You know it’s funny how in our 30’s and 40’s we never give our parents’ future a second thought. Thinking they’ll always be there, they’ll always have each others company and look after each other, and they’ll always be independent and strong.
We raise our children then turn to care for our parents. Natural order of things is all.
I had written about the familial significance of Surfside in a previous blog and now the week before vacating A48 at Surf Side, the trailer I was renting over the past winter just around the corner from where my parents former beach trailer sits, that has since been taken by my oldest brother and his family, a melancholy has surprised me.

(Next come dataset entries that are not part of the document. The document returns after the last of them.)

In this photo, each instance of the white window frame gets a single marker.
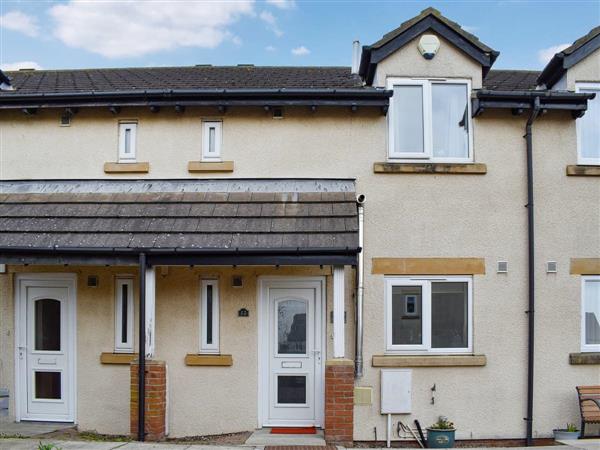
(578, 124)
(130, 125)
(205, 347)
(587, 347)
(123, 347)
(425, 283)
(206, 126)
(427, 154)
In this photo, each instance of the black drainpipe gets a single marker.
(531, 266)
(142, 352)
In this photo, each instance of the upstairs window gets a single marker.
(588, 127)
(211, 140)
(127, 141)
(430, 120)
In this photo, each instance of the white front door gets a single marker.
(292, 346)
(45, 347)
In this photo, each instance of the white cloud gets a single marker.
(123, 29)
(546, 54)
(282, 4)
(271, 22)
(18, 21)
(300, 51)
(20, 65)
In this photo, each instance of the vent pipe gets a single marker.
(355, 56)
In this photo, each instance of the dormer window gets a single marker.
(430, 120)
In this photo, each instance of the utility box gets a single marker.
(396, 391)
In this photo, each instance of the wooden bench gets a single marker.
(589, 405)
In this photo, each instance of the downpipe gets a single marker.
(535, 112)
(358, 359)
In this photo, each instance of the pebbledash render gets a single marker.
(295, 235)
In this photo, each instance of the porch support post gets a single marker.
(339, 343)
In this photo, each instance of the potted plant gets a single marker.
(571, 432)
(441, 434)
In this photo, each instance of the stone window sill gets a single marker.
(430, 168)
(117, 358)
(208, 167)
(584, 359)
(139, 167)
(429, 360)
(583, 171)
(194, 359)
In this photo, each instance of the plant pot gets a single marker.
(440, 438)
(562, 435)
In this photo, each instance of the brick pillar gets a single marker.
(339, 401)
(156, 400)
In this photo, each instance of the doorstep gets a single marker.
(263, 437)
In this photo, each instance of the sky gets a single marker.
(104, 33)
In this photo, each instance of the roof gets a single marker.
(177, 218)
(428, 19)
(511, 80)
(570, 56)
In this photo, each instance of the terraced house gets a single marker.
(210, 250)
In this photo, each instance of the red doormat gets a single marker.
(294, 430)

Suddenly so much more poignant remembering it being the place where one day in May dad left for the hospital in Victoria never thinking – none of us thinking- he’d never be returning to the beach. Bowel cancer swiftly took him.
This is the place where we scattered his ashes way out past the sand bar that has since become full of coarse beach grass and pale bones of driftwood.
This is the place where his memorial bench is placed right about where the old fire pit used to be, 30 years ago, before the corporate changes at the park pushed their home back several feet from the beach.
My sister, mom and I
It’s where we held our last family reunion.This place too, the modest little home that they worked on together to make beautiful over 35 years. He didn’t have money to leave our mother, or big pensions from a hardworking life as a commercial painter to see her into old age , but he had this place, and it was hers, and it was enough.
Because it was where she felt her best, next to the ocean and under an open sky.
I think of my dad, 11 years gone. I remember him. A gentle, quite, and humble man with the patience of Job mom would say, and it was the truth. And I guess with my leaving here at the end of the month this unexpected rendered heart I feel, it’s as though I’m leaving him too somehow, leaving a life where he was, where they both were last together and happy.
I guess I’m saying good-by and it squeezes my heart.